Она внимательно посмотрела на него, отложив в сторону ручку. Джон не знал с чего начать, но Мэри, как будто почувствовала его нерешительность, и сама завела разговор:
– Вы хотите поговорить о том, что скоро покинете этот дом, – сказала она.
– Вы как всегда удивительно проницательны. – Джон и вправду был немного удивлён, она лишь пожала плечами на это.
– Мне совсем не сложно понять, о чём вы хотите поговорить. Вы же сами как-то сказали, что я очень наблюдательна, и так как природа наградила меня этим довольно щедро, то не грех и воспользоваться этим её даром.
– Вижу, вы восприняли мои слова буквально, – он усмехнулся.
– Вовсе нет. – Она стала сосредоточенной и серьёзной. – Я думаю, что мне в будущем может пригодиться это моё умение.

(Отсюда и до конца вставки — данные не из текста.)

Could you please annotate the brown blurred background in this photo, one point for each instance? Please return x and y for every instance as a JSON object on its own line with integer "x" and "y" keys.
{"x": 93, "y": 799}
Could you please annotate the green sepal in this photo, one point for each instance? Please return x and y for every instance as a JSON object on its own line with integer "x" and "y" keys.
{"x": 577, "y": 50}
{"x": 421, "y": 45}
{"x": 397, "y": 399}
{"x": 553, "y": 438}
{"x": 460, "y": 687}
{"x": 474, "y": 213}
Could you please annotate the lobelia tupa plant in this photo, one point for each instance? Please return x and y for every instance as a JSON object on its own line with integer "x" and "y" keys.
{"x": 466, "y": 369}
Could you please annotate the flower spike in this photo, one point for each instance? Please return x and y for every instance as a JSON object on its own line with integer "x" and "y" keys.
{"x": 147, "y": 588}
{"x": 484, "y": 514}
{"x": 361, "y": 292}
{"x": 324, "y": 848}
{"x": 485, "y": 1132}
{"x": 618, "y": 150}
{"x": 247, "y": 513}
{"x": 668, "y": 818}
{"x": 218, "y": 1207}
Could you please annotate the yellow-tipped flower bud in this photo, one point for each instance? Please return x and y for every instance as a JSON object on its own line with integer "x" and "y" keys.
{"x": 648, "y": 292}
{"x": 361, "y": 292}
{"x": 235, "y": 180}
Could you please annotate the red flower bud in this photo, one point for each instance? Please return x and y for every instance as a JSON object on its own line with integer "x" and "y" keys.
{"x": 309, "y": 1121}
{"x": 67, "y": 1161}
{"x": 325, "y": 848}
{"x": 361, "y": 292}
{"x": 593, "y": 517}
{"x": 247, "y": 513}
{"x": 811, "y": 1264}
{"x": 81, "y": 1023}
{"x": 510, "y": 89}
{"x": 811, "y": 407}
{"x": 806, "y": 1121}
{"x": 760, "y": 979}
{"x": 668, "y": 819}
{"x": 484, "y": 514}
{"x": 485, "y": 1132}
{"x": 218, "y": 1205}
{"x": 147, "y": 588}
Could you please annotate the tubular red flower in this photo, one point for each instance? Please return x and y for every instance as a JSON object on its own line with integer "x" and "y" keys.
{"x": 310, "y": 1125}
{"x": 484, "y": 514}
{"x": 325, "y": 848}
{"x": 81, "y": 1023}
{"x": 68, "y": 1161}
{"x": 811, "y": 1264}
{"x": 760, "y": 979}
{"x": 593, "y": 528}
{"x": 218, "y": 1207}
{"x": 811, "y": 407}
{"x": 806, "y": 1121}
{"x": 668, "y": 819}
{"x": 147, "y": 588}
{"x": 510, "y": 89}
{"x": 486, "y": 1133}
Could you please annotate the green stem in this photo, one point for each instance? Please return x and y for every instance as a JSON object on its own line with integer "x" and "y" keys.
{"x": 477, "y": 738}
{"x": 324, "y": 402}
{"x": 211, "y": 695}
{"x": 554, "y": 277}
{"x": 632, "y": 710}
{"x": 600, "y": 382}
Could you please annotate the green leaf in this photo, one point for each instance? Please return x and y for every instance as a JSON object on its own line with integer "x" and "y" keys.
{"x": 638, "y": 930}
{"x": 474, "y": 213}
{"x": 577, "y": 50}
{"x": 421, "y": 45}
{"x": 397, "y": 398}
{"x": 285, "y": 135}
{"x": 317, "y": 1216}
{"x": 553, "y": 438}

– Что вы хотите этим сказать? – не понял он.
– Вы же хотели поговорить не только о предстоящем отъезде? Вам так же не безразлично моё будущее, впрочем, как и мне ваше.
– Но как? Как вы это делаете? – Джон был поражён. Она снова удивила его своей прозорливостью и прямолинейностью.
– Джон, – она мягко улыбнулась ему, – я же вам уже говорила, что чувствую людей. А вы, между прочим, дали этому вполне логичное объяснение. Наблюдение и всё такое прочее, – она махнула рукой не став заострять на этом внимание.
– Но всё же, – не унимался он, – наблюдательность это отменное качество, но прозорливость ваша, всё же порой похожа на мистику.
– Бросьте, вы же учёный человек, Джон. Вам совсем не пристало верить этому. Или я не права?
– Порой я и сам теряюсь в догадках, когда не могу объяснить природу чего-то неизведанного. В этом вопросе скепсис у меня полностью отсутствует, и я доверяюсь своим чувствам, не вникая в это достаточно глубоко.
– Вот уж не подумала бы, что вы можете быть настолько чувствительным, – усмехнулась она, но усмешка эта не была направлена на то, что бы как то обидеть его, а направлена на то, что бы поддержать.
– И, тем не менее, это так, – он ответил на её улыбку. – Моя мать всегда говорила, что в этом мире есть столько не изведанных нам вещей и событий, что полагаться только на свои глаза не стоит. В мире всегда есть место для чего не изведанного и нового. И при этом, она была яростной католичкой, которая исправно посещала церковь и учила меня молитвам. Такой вот парадокс.
– Что ж, ваша мать была мудрой женщиной. В этом я полностью с ней согласна. В мире и вправду нет ничего невозможного.
Они ненадолго замолчали, думая каждый о своём. В окно ярко светило солнце, облака по нему плыли так же медленно и размеренно, как и мысли Джона и Мэри. Наконец, она словно очнувшись от своих дум, повернулась к Джону и сказала:
– Я останусь здесь Джон. Я не могу быть совсем уж бесчувственной и эгоистичной. Я не готова к этому.
Джон даже не удивился этим словам. Ему стало понятно, что Мэри поняла, о чём он собирался с ней поговорить. Её слова расстроили его. Он хотел найти какие-то слова, которые смогут заставить её передумать. Слова, которые будут не только поддержкой, но и руководством к действию. Пока он соображал, Мэри встала со своего места и подошла к стулу, на котором сидел Джон. Она мягко положила ругу ему на плечо и, легонько похлопала по нему, и, не давая ему ничего сказать, молча вышла за дверь.